In victory lap in Gangnam, Psy says he’s in a ‘dream’
Psy, the 34-year-old rapper who hit some kind of global nerve with his song “Gangnam Style” and the giddyap dance that accompanies it, wound up a three-week tour of the U.S. in which he was featured on “Saturday Night Live,” the “Today” show and “The Ellen DeGeneres Show.” He picked up an agent in the U.S. too: Scooter Braun, manager of Justin Bieber and Usher.
He immediately held a press conference at a hotel in Gangnam - where else? - dressed in a snazzy suit that was either Gangnam style or Jill Stuart New York, LG Fashion’s contemporary men’s wear line, or both. (Psy signed on as a Jill Stuart brand ambassador on Monday.)
The video for “Gangnam Style” broke a Guinness World Record Monday for the “most liked” video on YouTube, registering more than 2.45 million “likes” as of yesterday.
“I don’t think the title ‘world star’ goes well with me,” he said at the press conference, which was attended by hundreds of reporters from both local and foreign media. “It’s too burdensome. How about just calling me an international singer?”
Psy said he still feels like he’s dreaming. He admits he definitely “didn’t see this [fame] coming.”
“I really don’t know why ‘Gangnam Style’ gained so much popularity abroad,” said Psy, which is short for Psycho. (His real name is Park Jae-sang.) “It’s sung in Korean, and I guess foreigners don’t even understand the lyrics. But I think they like it because it’s funny. They say I resemble Austin Powers.”

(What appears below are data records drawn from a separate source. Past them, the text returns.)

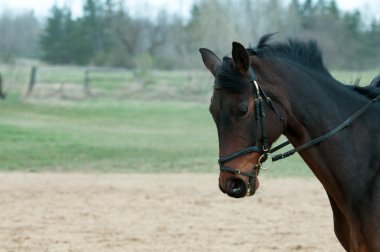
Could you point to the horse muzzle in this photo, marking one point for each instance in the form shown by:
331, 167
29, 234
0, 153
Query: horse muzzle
238, 187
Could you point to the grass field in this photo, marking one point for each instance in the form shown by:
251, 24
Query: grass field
120, 135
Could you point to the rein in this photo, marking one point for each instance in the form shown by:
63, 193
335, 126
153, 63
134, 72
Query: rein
260, 97
319, 139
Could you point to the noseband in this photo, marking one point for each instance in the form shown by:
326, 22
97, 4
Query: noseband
262, 148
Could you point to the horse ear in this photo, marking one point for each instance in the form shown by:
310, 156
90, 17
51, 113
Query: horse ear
240, 58
209, 59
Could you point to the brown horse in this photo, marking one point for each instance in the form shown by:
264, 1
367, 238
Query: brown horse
284, 88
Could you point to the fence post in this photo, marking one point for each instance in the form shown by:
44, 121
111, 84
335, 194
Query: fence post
2, 95
86, 83
32, 81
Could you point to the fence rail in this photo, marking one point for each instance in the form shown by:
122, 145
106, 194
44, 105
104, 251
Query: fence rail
87, 82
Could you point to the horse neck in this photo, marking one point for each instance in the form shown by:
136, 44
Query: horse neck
317, 104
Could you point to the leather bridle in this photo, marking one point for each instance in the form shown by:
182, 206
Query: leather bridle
263, 148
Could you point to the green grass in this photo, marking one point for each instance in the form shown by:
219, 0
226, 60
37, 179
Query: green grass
165, 127
113, 136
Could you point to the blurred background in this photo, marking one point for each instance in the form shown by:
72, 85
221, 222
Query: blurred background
119, 85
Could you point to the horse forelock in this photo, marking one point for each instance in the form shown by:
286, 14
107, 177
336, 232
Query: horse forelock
226, 77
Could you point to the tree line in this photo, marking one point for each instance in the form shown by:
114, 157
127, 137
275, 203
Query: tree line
106, 34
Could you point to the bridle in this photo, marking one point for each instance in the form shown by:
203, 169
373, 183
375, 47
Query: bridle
263, 149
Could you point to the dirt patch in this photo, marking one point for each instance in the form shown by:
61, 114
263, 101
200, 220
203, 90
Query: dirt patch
182, 212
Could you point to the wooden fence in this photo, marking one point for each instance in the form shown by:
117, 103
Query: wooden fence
76, 81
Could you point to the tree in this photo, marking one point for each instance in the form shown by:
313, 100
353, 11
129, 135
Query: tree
57, 38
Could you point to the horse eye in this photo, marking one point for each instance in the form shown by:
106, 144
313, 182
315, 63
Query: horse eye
243, 110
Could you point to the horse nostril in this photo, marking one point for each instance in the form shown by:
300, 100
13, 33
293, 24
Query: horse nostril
236, 188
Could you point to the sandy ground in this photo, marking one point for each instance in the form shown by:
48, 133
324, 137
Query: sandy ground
181, 212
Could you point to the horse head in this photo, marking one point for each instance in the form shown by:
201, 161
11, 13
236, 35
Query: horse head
244, 116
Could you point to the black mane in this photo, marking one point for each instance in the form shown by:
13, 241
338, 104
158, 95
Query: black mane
305, 53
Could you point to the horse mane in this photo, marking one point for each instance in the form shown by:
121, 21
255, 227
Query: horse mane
305, 53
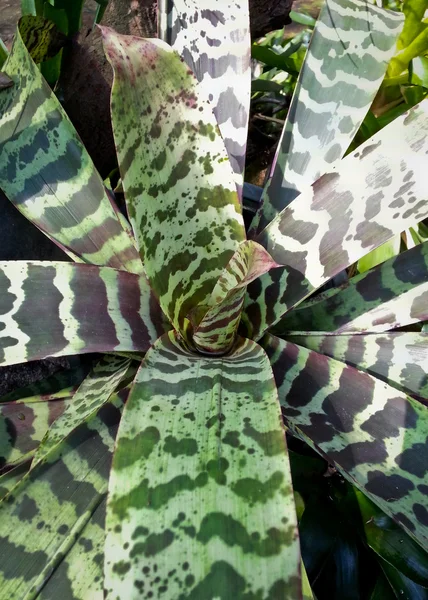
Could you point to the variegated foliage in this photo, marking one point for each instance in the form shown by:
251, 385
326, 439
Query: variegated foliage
200, 500
214, 41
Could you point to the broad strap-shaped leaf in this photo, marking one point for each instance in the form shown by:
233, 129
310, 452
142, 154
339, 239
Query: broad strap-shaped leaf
365, 200
372, 433
23, 425
386, 539
47, 174
350, 49
45, 512
9, 479
200, 482
214, 40
394, 294
94, 392
55, 309
178, 183
399, 359
41, 37
79, 576
217, 329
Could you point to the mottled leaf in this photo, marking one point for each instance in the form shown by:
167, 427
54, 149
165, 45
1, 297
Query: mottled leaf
94, 392
386, 539
23, 425
216, 330
41, 37
48, 509
392, 295
351, 46
399, 359
200, 497
178, 182
372, 433
47, 174
214, 40
79, 576
55, 309
371, 195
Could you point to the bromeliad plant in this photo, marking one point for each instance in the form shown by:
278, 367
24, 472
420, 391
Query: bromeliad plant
200, 499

But he’s concerned that “Gangnam Style” may be giving the wrong message about Korea to the rest of the world and doesn’t want to be known as merely a “funny, weird Asian artist.”
“I want Americans or other foreigners to see me not just as a strange singer from Korea who does the crazy horse-riding dance,” he said. “I hope they realize by looking at my concerts that Korean artists are fantastic performers - not those artists who sing to the music for one or two hours, but those who can ecstatically carry on a concert for more than four hours with just a microphone in their hands.”
Critics assume that Psy wrote his “Gangnam Style” to satirize the rampant consumerism of wealthy Koreans, which the artist sort of denies.
“Honestly, it was July in Korea, and the weather was so hot,” he said. “And I was already an artist for 12 years. I thought it was my duty to play with music and create something fun. So everything I tried with ‘Gangnam Style’ was for fun. That was all.”
When he was asked about the rumor that he may give a solo concert at Madison Square Garden in Manhattan, the artist chuckled and said that was just talk that came up at a Korean club in New York while he was with his new manager, Braun.
“I took them to a Korean club, and Braun told me to tell people that I’d perform at Madison Square Garden and that he’ll be responsible for it, but the next day, he couldn’t remember,” said Psy.
Psy - who was obviously overwhelmed by the number of people at the press conference and the number of reporters who showed up at the airport to greet his predawn flight from the U.S. - cautiously said he hopes to reach No. 1 on Billboard’s Hot 100 Chart in the near future.
“If I do,” said Psy, “I’ll dance the horse-galloping dance in front of City Hall topless.”
Yesterday, representatives from the music industry estimated that at a bare minimum, Psy has made around 20 billion won ($17.9 million) abroad from that single song.
The song was taking in more than $40,000 a day through iTunes in the U.S. from Sept. 16 onwards.
But the artist said he is not yet “rolling in the dough.” He said he’ll know “exactly how much he’s worth” by the end of next month.
“I’m sorry to disappoint you as many people are interested in my financial condition. But you know, I’m even more curious,” he said.
Psy ended the press conference by galloping out of the hall.